The authors propose a method, SEED-Story, for the task of image-text multimodal story generation. They design architectures that tokenize images for tuning large language models (LLMs) and detokenize them for image generation. They also employ a multimodal attention sink to facilitate long story generation. They evaluate experimentally the quality of generated images and assess story quality with a baseline method, MM-interleaved. Additionally, a novel dataset, StoryStream, is introduced.

优点

  1. The samples of generated outputs demonstrated in the manuscript look impressive, especially in long story generation, character consistency, and narrative text quality. This work would be significant when these examples objectively represent general performance.

  2. The introduction of the StoryStream dataset is a valuable contribution that could advance future research in this field. The authors present StoryStream Dataset, which is already downloadable at https://huggingface.co/datasets/TencentARC/StoryStream.

缺点

  1. This paper lacks essential elements such as a clear motivation and problem definition, making it difficult to judge whether the research goal is successfully achieved. Also, those make readers confused about whether the evaluation metrics and comparative methods are appropriate or sufficient.

  2. In order to validate academic value, the manuscript should provide evidence theoretically or experimentally. The manuscript shows the quality of generated images with FID and CLIP score as an ablation study, and relative comparison story quality with a baseline method, MM-interleaved. I think the materials above are NOT enough to clarify the validity of improvement to keep fair comparison and reproducibility.

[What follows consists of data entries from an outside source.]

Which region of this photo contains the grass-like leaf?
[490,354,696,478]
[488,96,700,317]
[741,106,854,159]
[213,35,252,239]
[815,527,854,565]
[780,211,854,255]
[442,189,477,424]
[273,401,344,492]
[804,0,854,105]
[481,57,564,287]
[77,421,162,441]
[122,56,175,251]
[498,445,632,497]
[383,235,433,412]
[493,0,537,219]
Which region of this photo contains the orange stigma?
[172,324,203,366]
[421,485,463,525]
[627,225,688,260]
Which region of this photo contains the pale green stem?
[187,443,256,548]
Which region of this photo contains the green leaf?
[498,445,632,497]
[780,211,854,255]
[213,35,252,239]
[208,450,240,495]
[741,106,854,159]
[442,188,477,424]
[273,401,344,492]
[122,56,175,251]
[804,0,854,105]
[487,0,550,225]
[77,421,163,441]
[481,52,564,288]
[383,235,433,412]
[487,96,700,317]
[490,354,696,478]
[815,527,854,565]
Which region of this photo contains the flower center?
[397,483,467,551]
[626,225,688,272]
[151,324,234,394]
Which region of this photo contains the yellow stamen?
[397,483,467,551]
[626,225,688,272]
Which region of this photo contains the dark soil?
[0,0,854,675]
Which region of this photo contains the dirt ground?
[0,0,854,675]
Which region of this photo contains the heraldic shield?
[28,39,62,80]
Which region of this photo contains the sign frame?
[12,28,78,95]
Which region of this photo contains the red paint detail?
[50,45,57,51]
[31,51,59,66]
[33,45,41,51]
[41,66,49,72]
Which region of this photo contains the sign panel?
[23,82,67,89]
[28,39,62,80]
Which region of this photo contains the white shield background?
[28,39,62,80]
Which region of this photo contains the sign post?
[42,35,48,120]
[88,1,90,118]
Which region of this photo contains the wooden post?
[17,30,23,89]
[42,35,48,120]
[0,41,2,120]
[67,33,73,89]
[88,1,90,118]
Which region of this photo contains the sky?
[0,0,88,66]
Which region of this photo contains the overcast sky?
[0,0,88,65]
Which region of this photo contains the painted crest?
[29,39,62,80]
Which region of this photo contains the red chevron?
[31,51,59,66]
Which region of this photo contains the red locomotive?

The results shown are promising, but clearer motivation, explicit research questions, and rigorous comparative experiments would strengthen the paper. The contribution of a new dataset is notable, yet the lack of comprehensive evaluation limits the ability to objectively assess the work's significance.

问题

See the weaknesses

伦理问题详情

At the review stage, I could easily find the corresponding materials of this submission : (1) GitHub repository is publicly available at https://github.com/TencentARC/SEED-Story, and (2) arxiv paper at https://arxiv.org/ab/s2407.08683.

Even it seems rather popular these days, user double-blind review, I think that there is a possibility of making effects on reviewers biased in any forms.

撤稿通知

I have read and agree with the venue's withdrawal policy on behalf of myself and my co-authors.